No seguimento da segunda grande guerra, a Europa escolheu o caminho da paz e trabalhou para isso. As nações aproximaram-se, nasceu a União Europeia que, com sucesso, foi integrando a maioria dos estados e assegurou o maior período de paz e crescimento da Europa. Essa pacificação passou pela desmilitarização e a entrega da “defesa” da paz aos americanos (e aos ingleses, que são o único país europeu com um exército digno desse nome). A NATO passou a ser o chapéu que a Europa paga para evitar conflitos. Os europeus podem manifestar-se contra as armas e a guerra, sem ter de pôr os pés em campo de batalha. As novas gerações acreditaram na felicidade e na paz como um dado adquirido. Mas não são. E o povo ucraniano dá-nos essa extraordinária lição, lutar pelo seu país, escolher entre a morte ou a liberdade e a democracia. Liderado pelo humorista Zelensky, o povo resiste heroicamente, grita pela paz respondendo à violência com violência.
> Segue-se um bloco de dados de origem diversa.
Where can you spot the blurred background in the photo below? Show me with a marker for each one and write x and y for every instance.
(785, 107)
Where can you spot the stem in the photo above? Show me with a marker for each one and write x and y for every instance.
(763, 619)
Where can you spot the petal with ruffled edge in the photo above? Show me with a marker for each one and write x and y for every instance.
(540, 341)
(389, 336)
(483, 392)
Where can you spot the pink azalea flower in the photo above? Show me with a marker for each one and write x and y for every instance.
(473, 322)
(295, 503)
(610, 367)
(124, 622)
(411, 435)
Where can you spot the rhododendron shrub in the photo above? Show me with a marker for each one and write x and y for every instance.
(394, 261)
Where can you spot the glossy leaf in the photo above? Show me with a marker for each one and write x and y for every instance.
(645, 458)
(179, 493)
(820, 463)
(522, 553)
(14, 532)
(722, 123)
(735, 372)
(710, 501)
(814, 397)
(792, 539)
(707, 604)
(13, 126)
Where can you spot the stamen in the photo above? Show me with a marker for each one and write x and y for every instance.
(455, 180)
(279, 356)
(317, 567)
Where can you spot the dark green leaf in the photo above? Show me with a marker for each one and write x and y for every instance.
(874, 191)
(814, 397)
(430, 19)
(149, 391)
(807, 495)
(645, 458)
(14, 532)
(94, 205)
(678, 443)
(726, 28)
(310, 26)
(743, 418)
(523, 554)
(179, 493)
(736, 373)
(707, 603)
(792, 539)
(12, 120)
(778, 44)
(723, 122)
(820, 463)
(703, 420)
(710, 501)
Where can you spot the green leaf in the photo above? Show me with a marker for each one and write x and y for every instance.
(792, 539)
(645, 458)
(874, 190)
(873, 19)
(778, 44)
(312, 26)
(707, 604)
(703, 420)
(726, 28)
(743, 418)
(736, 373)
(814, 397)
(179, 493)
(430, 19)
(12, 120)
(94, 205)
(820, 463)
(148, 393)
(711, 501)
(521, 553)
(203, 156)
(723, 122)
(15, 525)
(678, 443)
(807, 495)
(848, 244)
Como bem explicou o filósofo José Gil, «o conflito da Ucrânia mostra que só a ameaça da força se revela efetiva contra a violência bruta» pois «quando o adversário se transforma em inimigo, violando violentamente a lei e a paz internacionais, ou quando age contra o Estado de direito, recorrer à força torna-se um reflexo de sobrevivência». E no seguimento desta perceção, a Europa depois de anos a dormir sobre a felicidade e a paz, descobriu a sua incapacidade de reagir com força à força. Enquanto José Gil conclui que «parece claro que não se combate a violência dos autocratas e da extrema-direita neofascista com discursos e debates», a Europa reagiu, assumiu que tem de estar com o povo ucraniano (e, erradamente, declara que a Ucrânia poderá entrar já para a União europeia – não pode, terá de haver primeiro o cumprimento de um conjunto de procedimentos e a implementação de medidas). E, num discurso de 20 minutos, dia 25 de fevereiro, Olaf Scholz, o novo chanceler alemão, provocou uma revolução na defesa alemã e europeia. Foi o fim da “inatividade” alemã. Scholz anunciou a aprovação de fornecimento de armas à Ucrânia, pondo fim a um tabu alemão, e aprovou uma verba de 100 mil milhões de euros destinados a investimento militar. O investimento no crescimento e no bem-estar vai dar lugar ao investimento em segurança.
Enquanto o povo ucraniano dá uma lição ao mundo, lutando pela sua sobrevivência e autodeterminação, a guerra de Putin vai mudar o mundo. Kiev pode cair, a morte e as lágrimas, o sofrimento e tristeza vão dominar-nos. Mas, no fim, a Rússia vai ficar sozinha e mais pobre; Putin vai pagar caro o atrevimento de ter escolhido a guerra.